Born in the mid-eighteenth century in Fujian, Qing Empire, Khouw Tjoen was the son of Khouw Teng, and a grandson of Khouw Kek Po, who hailed from the landowning Chinese scholar-gentry. Around 1769, Khouw Tjoen left China for Java in the Dutch East Indies (now Indonesia) with two of his brothers, Khouw Shio and Khouw Soen. The brothers settled down in Tegal, Central Java, where they engaged and prospered in business, including in shipowning and pawnbroking.

After a time, Khouw Tjoen relocated to Batavia (present-day Jakarta), capital of the Indies, where he established himself and his family. By a woman of Peranakan background, he had two sons, Khouw Tian Sek and Khouw Tian Ho, one daughter Khouw Kang Nio, and adopted his brother Khouw Shio's son Khouw Tay Hien.

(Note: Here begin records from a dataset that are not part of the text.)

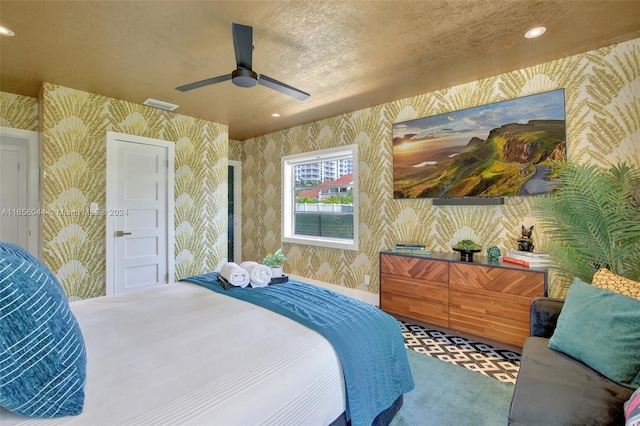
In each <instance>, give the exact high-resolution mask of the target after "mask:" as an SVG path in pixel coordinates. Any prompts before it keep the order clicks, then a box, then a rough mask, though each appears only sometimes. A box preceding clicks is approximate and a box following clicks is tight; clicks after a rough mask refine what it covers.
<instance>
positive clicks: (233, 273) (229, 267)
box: [220, 262, 251, 287]
mask: <svg viewBox="0 0 640 426" xmlns="http://www.w3.org/2000/svg"><path fill="white" fill-rule="evenodd" d="M220 276H221V277H222V278H224V279H225V280H227V281H228V282H229V284H231V285H233V286H236V287H246V286H248V285H249V280H250V278H251V277H250V275H249V271H247V270H246V269H244V268H241V267H240V266H239V265H238V264H237V263H235V262H227V263H225V264H224V265H222V268H220Z"/></svg>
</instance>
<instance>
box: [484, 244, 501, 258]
mask: <svg viewBox="0 0 640 426" xmlns="http://www.w3.org/2000/svg"><path fill="white" fill-rule="evenodd" d="M500 256H502V252H501V251H500V249H499V248H498V247H489V248H488V249H487V257H488V258H489V260H498V258H499V257H500Z"/></svg>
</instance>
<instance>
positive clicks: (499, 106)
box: [393, 89, 567, 199]
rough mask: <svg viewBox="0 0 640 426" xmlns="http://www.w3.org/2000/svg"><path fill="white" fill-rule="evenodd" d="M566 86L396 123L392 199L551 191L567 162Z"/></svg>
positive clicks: (533, 194)
mask: <svg viewBox="0 0 640 426" xmlns="http://www.w3.org/2000/svg"><path fill="white" fill-rule="evenodd" d="M566 158H567V149H566V125H565V106H564V89H558V90H553V91H550V92H544V93H539V94H536V95H530V96H525V97H521V98H516V99H511V100H507V101H501V102H496V103H493V104H489V105H482V106H477V107H473V108H468V109H464V110H459V111H453V112H448V113H444V114H438V115H434V116H430V117H425V118H419V119H416V120H411V121H404V122H400V123H394V124H393V194H394V198H397V199H400V198H457V197H504V196H511V195H518V196H526V195H536V194H547V193H549V192H551V191H552V190H553V187H554V182H553V175H552V173H551V171H552V165H553V163H554V162H555V161H558V160H566Z"/></svg>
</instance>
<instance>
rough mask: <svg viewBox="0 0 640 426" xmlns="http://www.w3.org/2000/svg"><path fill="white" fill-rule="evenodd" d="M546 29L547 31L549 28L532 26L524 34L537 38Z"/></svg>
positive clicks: (531, 36)
mask: <svg viewBox="0 0 640 426" xmlns="http://www.w3.org/2000/svg"><path fill="white" fill-rule="evenodd" d="M545 31H547V29H546V28H545V27H535V28H531V29H530V30H529V31H527V32H526V33H525V34H524V36H525V38H536V37H540V36H541V35H542V34H544V33H545Z"/></svg>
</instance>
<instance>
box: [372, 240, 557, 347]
mask: <svg viewBox="0 0 640 426" xmlns="http://www.w3.org/2000/svg"><path fill="white" fill-rule="evenodd" d="M547 286H548V284H547V269H546V268H526V267H522V266H519V265H513V264H509V263H502V262H498V261H492V262H490V261H489V260H488V259H487V258H486V257H482V256H474V262H473V263H470V262H461V261H460V260H459V255H458V254H455V253H432V254H431V255H430V256H417V255H408V254H399V253H391V252H382V253H380V307H381V308H382V309H383V310H384V311H386V312H389V313H392V314H397V315H401V316H404V317H407V318H413V319H416V320H420V321H424V322H428V323H431V324H434V325H442V326H444V327H448V328H451V329H454V330H459V331H463V332H466V333H471V334H474V335H476V336H480V337H487V338H489V339H492V340H497V341H500V342H504V343H508V344H512V345H517V346H522V344H523V343H524V340H525V338H526V337H527V336H528V335H529V306H530V304H531V299H533V298H534V297H536V296H544V295H546V294H547Z"/></svg>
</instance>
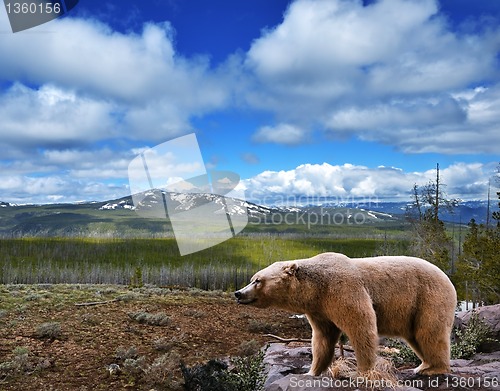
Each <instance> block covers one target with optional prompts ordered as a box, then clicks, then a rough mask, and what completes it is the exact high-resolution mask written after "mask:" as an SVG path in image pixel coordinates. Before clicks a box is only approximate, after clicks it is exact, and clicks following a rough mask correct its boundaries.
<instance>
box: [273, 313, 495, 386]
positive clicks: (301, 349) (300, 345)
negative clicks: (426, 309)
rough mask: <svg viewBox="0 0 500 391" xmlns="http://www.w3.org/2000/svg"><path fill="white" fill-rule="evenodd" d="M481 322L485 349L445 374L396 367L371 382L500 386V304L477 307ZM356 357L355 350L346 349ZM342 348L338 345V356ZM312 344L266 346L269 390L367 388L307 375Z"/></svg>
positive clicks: (456, 317) (377, 384)
mask: <svg viewBox="0 0 500 391" xmlns="http://www.w3.org/2000/svg"><path fill="white" fill-rule="evenodd" d="M472 313H473V311H472V310H470V311H466V312H462V313H459V314H457V317H456V321H455V325H456V327H458V328H461V329H462V330H463V329H464V328H465V327H466V326H467V325H468V323H469V322H470V319H471V315H472ZM477 314H478V316H479V318H480V319H481V321H482V322H484V324H485V325H487V327H488V329H489V335H488V336H487V337H488V338H487V340H486V342H485V343H483V344H481V345H480V346H479V350H480V351H482V352H483V353H477V354H475V355H473V356H472V357H471V358H470V359H456V360H452V361H451V367H452V372H451V374H448V375H442V376H433V377H428V376H419V375H415V374H414V373H413V370H412V369H411V368H408V367H404V366H403V367H400V368H398V369H397V370H395V372H394V374H395V378H394V379H392V380H387V381H385V382H384V381H380V382H378V383H377V382H374V383H373V384H371V385H372V386H374V388H375V389H381V390H390V389H397V390H401V391H418V390H425V391H428V390H500V345H499V343H498V341H500V305H494V306H485V307H480V308H479V309H477ZM345 354H346V356H347V357H353V354H352V353H349V352H347V353H345ZM338 355H339V351H338V349H337V356H338ZM311 358H312V354H311V347H310V344H305V343H291V344H282V343H275V344H272V345H271V346H270V347H269V349H268V350H267V353H266V356H265V363H266V365H267V366H268V368H269V374H268V377H267V380H266V384H265V389H266V391H292V390H293V391H306V390H307V391H322V390H355V389H366V388H367V387H366V384H364V385H363V384H362V383H361V382H359V380H361V379H359V380H358V379H356V378H355V377H351V378H346V377H344V378H337V379H332V378H331V377H329V376H325V377H311V376H307V375H305V373H306V372H307V371H308V370H309V366H310V363H311Z"/></svg>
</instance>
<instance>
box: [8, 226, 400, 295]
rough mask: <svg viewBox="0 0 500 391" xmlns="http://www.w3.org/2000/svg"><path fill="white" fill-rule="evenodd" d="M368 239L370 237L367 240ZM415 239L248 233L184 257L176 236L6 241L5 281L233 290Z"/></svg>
mask: <svg viewBox="0 0 500 391" xmlns="http://www.w3.org/2000/svg"><path fill="white" fill-rule="evenodd" d="M363 236H366V235H364V234H363ZM407 244H408V242H407V240H405V239H402V238H400V237H399V238H387V237H383V236H381V235H376V237H369V238H368V237H358V238H334V237H314V236H308V235H276V234H274V235H272V234H248V235H244V236H238V237H236V238H233V239H230V240H227V241H225V242H223V243H221V244H219V245H217V246H214V247H211V248H208V249H206V250H203V251H200V252H197V253H194V254H190V255H186V256H183V257H181V256H180V255H179V251H178V249H177V245H176V242H175V240H174V239H173V238H161V239H117V238H111V239H102V238H100V239H96V238H20V239H2V240H0V260H1V262H0V283H2V284H58V283H72V284H74V283H82V284H87V283H92V284H125V285H137V286H139V285H143V284H154V285H158V286H171V287H177V286H189V287H196V288H200V289H221V290H231V289H234V288H236V287H240V286H242V285H244V284H245V283H246V282H247V281H248V280H249V278H250V277H251V276H252V275H253V273H255V272H256V271H257V270H259V269H260V268H263V267H265V266H267V265H269V264H271V263H273V262H275V261H279V260H286V259H300V258H307V257H310V256H313V255H315V254H318V253H321V252H327V251H334V252H341V253H345V254H347V255H349V256H351V257H362V256H371V255H380V254H403V253H404V252H405V250H406V248H407Z"/></svg>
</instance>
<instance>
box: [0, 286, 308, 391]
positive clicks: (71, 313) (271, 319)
mask: <svg viewBox="0 0 500 391" xmlns="http://www.w3.org/2000/svg"><path fill="white" fill-rule="evenodd" d="M92 303H102V304H94V305H76V304H92ZM267 333H273V334H277V335H281V336H284V337H296V336H299V337H303V338H307V337H309V338H310V330H309V329H308V326H307V325H306V324H305V322H304V320H302V319H293V318H290V314H288V313H286V312H282V311H275V310H259V309H255V308H251V307H244V306H240V305H237V304H236V303H235V301H234V299H233V297H232V295H231V294H229V293H224V292H220V291H212V292H206V291H200V290H181V289H175V288H173V289H172V288H170V289H166V288H156V287H146V288H137V289H129V288H128V287H124V286H99V285H30V286H28V285H0V391H95V390H109V391H119V390H146V391H149V390H156V391H160V390H181V389H182V382H183V378H182V375H181V372H180V369H179V364H180V362H181V361H182V362H184V363H185V364H186V365H187V366H192V365H195V364H198V363H205V362H206V361H207V360H209V359H215V358H218V359H221V358H226V357H228V356H241V355H245V354H249V353H253V352H256V351H258V350H259V349H260V348H261V347H262V346H263V345H265V344H266V342H268V341H269V337H266V336H264V335H265V334H267Z"/></svg>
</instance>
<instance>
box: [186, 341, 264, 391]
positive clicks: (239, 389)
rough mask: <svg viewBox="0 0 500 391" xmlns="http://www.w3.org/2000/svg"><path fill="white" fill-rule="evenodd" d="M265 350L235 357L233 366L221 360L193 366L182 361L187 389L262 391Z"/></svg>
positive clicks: (231, 362)
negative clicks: (264, 351)
mask: <svg viewBox="0 0 500 391" xmlns="http://www.w3.org/2000/svg"><path fill="white" fill-rule="evenodd" d="M263 360H264V351H263V350H261V351H259V352H258V353H256V354H253V355H251V356H248V357H233V358H232V359H231V367H230V366H229V365H228V364H227V363H225V362H223V361H220V360H210V361H208V362H207V363H206V364H202V365H195V366H193V367H191V368H188V367H186V366H185V365H184V364H182V363H181V370H182V374H183V377H184V385H185V389H186V390H187V391H261V390H262V389H263V387H264V382H265V379H266V374H265V371H264V364H263Z"/></svg>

Khouw died in 1831 in Batavia. His eldest son, Khouw Tian Sek, succeeded him as head of the family, and was awarded the prestigious honorary title of Luitenant-titulair der Chinezen. The substantive version of this title came with executive and judicial authority over the Dutch government's Chinese subjects in the Indies and was part of the Dutch colonial system of 'indirect rule'. While his eldest son's title was honorary, and thus came with no administrative responsibility, it marked the elevation of his family to the ranks of the Tjabang Atas.